– ¿Y qué dijo Feng?

– Bueno, Feng… -Vaciló, porque no quería revelar del todo la sórdida verdad a aquella muchacha tan joven-. Feng aceptó hacerlo, dejarla en paz, quiero decir. Fue fácil en realidad.

– Señor Theo, no me trate como si fuera tonta. Sé cómo funciona China. ¿Qué precio le impuso?

– Tiene razón. A cambio le facilitó información. Sobre las tropas que estaban a punto de llegar desde Pekín. Eso es todo.

La piel de Lydia había adquirido aquella palidez enfermiza de los enfermos de tuberculosis. Theo empezaba a preocuparse por ella.

– Creo que debería sentarse un momento y… -Le extendió la mano.

– No -dijo ella-. Estoy bien. Cuénteme qué sucedió.

– Nada. Lo dejaron ir. No hay nada más que contar.

– Entonces son los barrigas grises -murmuró ella.

– ¿Cómo dice?

– La traducción -volvió a insistir ella, atropelladamente-. La traducción de mis frases del papel. ¿La hará? Por favor.

– Está bien. La tendrá mañana.

– Gracias.

Lydia franqueó la verja, se abrió paso entre el flujo incesante de rickshaws y echó a correr. El sombrero que llevaba anudado con una cinta abandonó al instante su cabeza y, movido por el viento, iba golpeándole la espalda.


Theo estaba sentado en la mesa de la cocina, un mueble antiguo, lleno de carácter, de madera oscura de caoba con grabados en los que se retrataba la vida de una familia china desconocida. Con todo, en ese momento, la mesa no era lo que captaba su atención, sino lo que reposaba sobre ella. Había dispuesto en fila los distintos artículos.

Una pipa, larga y delgada, realizada con el mejor marfil labrado, y con incrustaciones de metal azul, encabezaba el despliegue. En condiciones normales solía apreciar su elegancia sencilla, pero ese día no. En realidad, no se trataba de una pipa corriente, pues carecía de cubeta en su extremo, y a unos dos centímetros de la punta, en la parte anterior de la pipa, había un agujero, y en ese agujero se enroscaba un pequeño recipiente metálico, con forma de huevo de pichón, cubierto por una tapa que se sostenía en su sitio gracias a una banda de latón. Grabado en ella era visible el carácter chino xi, que significaba «felicidad».
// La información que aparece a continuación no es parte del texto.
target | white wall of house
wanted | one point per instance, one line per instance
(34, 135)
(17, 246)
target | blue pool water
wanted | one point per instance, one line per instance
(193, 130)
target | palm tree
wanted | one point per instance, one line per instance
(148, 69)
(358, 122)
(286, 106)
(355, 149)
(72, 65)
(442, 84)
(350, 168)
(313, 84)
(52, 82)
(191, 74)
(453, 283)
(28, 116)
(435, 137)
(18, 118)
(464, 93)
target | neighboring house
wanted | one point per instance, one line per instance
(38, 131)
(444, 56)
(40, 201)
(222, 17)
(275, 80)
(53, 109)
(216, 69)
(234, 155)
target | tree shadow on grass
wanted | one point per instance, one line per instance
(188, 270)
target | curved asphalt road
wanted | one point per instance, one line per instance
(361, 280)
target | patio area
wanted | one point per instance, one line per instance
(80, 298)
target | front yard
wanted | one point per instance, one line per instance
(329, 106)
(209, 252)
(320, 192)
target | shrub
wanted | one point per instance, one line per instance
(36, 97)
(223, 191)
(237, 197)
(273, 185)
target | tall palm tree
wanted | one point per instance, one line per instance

Junto a la pipa había dispuesto una pequeña jarra blanca que contenía agua. Theo tenía algunos problemas con ella. El agua no dejaba de aparecer y desaparecer, como las olas, y cuando desaparecía, el interior de la jarra de cerámica se volvía transparente en vez de opaco, y a través de ella veía el pequeño quemador de latón, que se encontraba a su lado, sobre la mesa.

No era posible.

La parte de la mente de Theo que aún conservaba la conciencia le decía que eso era una alucinación. Pero los ojos le mostraban lo contrario.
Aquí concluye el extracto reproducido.